Schirmer Ilona, Dieding Mareike, Klauke Bärbel, Brodehl Andreas, Gaertner-Rommel Anna, Walhorn Volker, Gummert Jan, Schulz Uwe, Paluszkiewicz Lech, Anselmetti Dario, Milting Hendrik
Erich and Hanna Klessmann Institute for Cardiovascular Research & Development (EHKI), Heart and Diabetes Centre NRW, University Hospital of the Ruhr-University Bochum, Bad Oeynhausen, Germany.
Faculty of Physics, Experimental Biophysics and Applied Nanoscience, Bielefeld Institute for Nanoscience (BINAS), Bielefeld University, Bielefeld, Germany.
Mol Genet Genomic Med. 2018 Mar;6(2):288-293. doi: 10.1002/mgg3.358. Epub 2017 Dec 23.
DES mutations cause different cardiac and skeletal myopathies. Most of them are missense mutations.
Using a next-generation sequencing cardiac 174 gene panel, we identified a novel heterozygous in-frame indel mutation (DES-c.493_520del28insGCGT, p.Q165_A174delinsAS) in a Caucasian patient with cardiomyopathy in combination with atrioventricular block and skeletal myopathy. This indel mutation is located in the coding region of the first exon. Family anamnesis revealed a history of sudden cardiac death. We performed cell transfection experiments and in vitro assembly experiments to prove the pathogenicity of this novel DES indel mutation.
These experiments revealed a severe filament formation defect of mutant desmin supporting the pathogenicity. In addition, we labeled a skeletal muscle biopsy from the mutation carrier revealing cytoplasmic desmin positive protein aggregates. In summary, we identified and functionally characterized a pathogenic DES indel mutation causing cardiac and skeletal myopathy.

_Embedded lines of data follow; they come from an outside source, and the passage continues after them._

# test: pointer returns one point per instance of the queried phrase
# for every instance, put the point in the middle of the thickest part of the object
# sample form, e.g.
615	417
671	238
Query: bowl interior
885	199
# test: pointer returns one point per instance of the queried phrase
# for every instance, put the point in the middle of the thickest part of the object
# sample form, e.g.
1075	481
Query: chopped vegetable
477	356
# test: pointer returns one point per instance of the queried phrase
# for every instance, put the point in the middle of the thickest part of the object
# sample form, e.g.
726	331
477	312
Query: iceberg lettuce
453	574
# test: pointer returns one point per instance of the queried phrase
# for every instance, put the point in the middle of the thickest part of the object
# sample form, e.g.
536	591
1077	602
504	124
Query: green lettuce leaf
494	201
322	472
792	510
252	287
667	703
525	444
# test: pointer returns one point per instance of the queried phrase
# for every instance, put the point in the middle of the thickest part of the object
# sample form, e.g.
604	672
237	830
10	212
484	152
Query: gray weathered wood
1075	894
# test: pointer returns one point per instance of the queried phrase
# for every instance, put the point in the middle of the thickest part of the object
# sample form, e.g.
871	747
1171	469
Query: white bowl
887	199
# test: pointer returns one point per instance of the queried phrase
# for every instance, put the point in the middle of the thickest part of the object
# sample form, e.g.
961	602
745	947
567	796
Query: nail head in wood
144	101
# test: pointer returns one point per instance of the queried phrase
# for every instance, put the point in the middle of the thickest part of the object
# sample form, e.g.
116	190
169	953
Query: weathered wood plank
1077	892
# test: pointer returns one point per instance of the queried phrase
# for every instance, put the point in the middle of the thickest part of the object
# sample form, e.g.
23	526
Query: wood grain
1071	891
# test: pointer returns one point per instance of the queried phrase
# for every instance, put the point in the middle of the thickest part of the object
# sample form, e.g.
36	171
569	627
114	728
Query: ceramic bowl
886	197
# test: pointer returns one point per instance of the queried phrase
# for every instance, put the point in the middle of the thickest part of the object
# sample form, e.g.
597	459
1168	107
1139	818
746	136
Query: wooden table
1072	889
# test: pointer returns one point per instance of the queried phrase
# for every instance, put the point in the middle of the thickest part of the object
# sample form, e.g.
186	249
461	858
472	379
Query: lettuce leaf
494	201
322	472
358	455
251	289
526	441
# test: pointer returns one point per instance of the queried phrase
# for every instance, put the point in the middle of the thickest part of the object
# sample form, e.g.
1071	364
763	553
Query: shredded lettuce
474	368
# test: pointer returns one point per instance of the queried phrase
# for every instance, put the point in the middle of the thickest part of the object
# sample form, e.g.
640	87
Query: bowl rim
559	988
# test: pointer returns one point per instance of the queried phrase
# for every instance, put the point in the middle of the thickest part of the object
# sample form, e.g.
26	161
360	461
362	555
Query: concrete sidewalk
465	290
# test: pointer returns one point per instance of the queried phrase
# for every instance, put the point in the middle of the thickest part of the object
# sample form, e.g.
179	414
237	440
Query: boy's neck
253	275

Our study has relevance for the clinical and genetic interpretation of further DES indel mutations causing cardiac or skeletal myopathies and might be helpful for risk stratification.
结蛋白(DES)突变会导致不同的心脏和骨骼肌病。其中大多数是错义突变。
我们使用下一代测序心脏174基因检测板,在一名患有心肌病并伴有房室传导阻滞和骨骼肌病的白种人患者中,鉴定出一种新的杂合框内插入缺失突变(DES-c.493_520del28insGCGT,p.Q165_A174delinsAS)。该插入缺失突变位于第一个外显子的编码区。家族病史显示有心脏性猝死史。我们进行了细胞转染实验和体外组装实验,以证明这种新的DES插入缺失突变的致病性。
这些实验揭示了突变结蛋白存在严重的细丝形成缺陷,支持了其致病性。此外,我们对来自突变携带者的骨骼肌活检样本进行标记,发现胞质结蛋白阳性蛋白聚集体。总之,我们鉴定并从功能上表征了一种导致心脏和骨骼肌病的致病性DES插入缺失突变。
我们的研究对于进一步导致心脏或骨骼肌病的DES插入缺失突变的临床和遗传学解释具有重要意义,可能有助于风险分层。